God bless you, Marse Henry!
The avidity with which the average penny-a-liners scent failure is only equaled by the blatant exposition of their reviews. They are like a lot of sheep huddled together, vainly endeavoring to emerge from the perfume of their own manure to flaunt their individual opinions before the garrulous public which itself is only too willing to proclaim "the king is dead!"
Senator Arthur Pugh Gorman once told me that failures were a good remedy for success and brought people to a realization of their own unimportance. Granted, if failure were individual, but as failure does not as a rule affect only one's self it is hard to administer the doses of the plural to mitigate the humiliation of the singular.

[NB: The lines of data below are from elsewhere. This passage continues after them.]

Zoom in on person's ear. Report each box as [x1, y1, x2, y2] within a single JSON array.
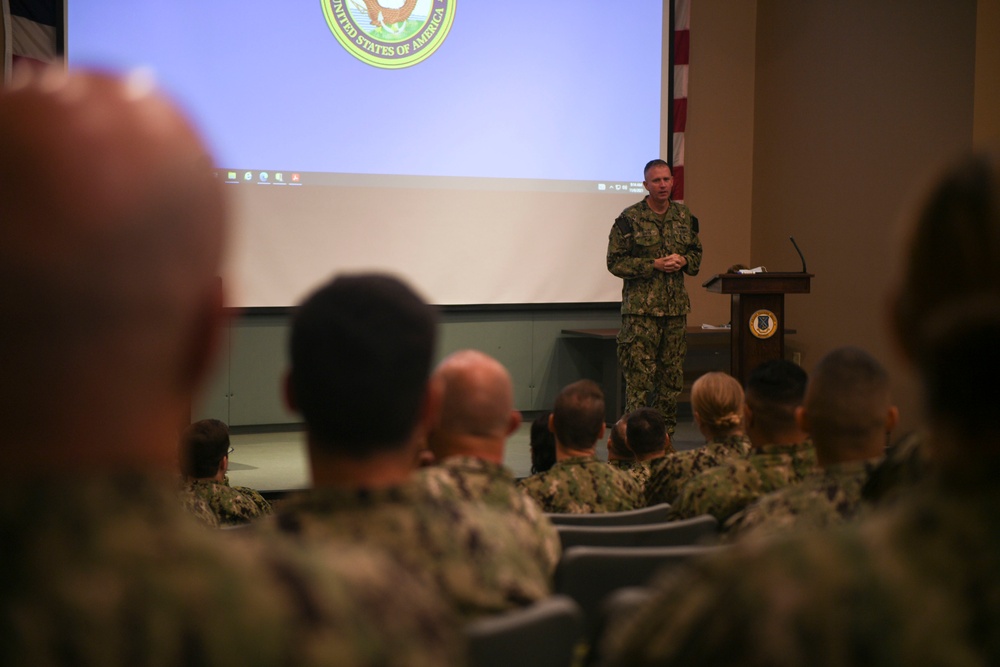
[[506, 410, 524, 435], [420, 375, 444, 434]]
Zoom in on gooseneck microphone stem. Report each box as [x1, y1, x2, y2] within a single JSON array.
[[788, 236, 808, 273]]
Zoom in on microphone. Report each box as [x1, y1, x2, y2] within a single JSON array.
[[788, 236, 808, 273]]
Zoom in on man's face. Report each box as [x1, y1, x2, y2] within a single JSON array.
[[642, 165, 674, 201]]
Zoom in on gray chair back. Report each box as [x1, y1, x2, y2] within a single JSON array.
[[465, 595, 584, 667], [555, 545, 726, 656], [556, 514, 719, 551], [545, 503, 670, 526]]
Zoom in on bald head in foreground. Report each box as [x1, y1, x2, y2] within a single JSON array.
[[419, 350, 562, 576], [0, 69, 456, 665]]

Has it ever occurred to the average critic that when a play fails not only the author and the leading artist are submerged in the vortex of despair, but all the tributaries of the enterprise go down with the ship? But what do they care—when many of the successful actors proclaim to the world that they enjoy their "art"—succeeding or failing!—and respect the reviewers of their work? I regret that many of them are only too willing to assist the critics in tearing down the structure of the successful player.
Some time ago I had a long talk with a comedian, short and very funny, on and off the stage. He is a true artist, a wit, gentle in his methods and a truly legitimate comedian. He was complaining of the existing conditions of the stage and assured me that it was only the lack of funds which compelled him to remain upon the boards to make the public laugh; that he was praying for the time when he could forget his gifts and leave the stage forever.
The little chap has worked like a galley slave for years. I know of one period in his career when he produced three consecutive failures in an equal number of weeks in a New York theatre; produced them and incurred all the risks—and finally landed the fourth a winner. He is constantly producing new material and to-day a New York playhouse displays an electric sign which spells his name. Yet he desires to leave the stage forever! Of course, he does! What honest actor does not?
Another artist, a friend of mine who has played to the largest receipts ever known in the history of the stage, told me recently that he was going to give it up, imparting to me the fact that he could no longer stand the humiliation and the heartaches he was forced to endure!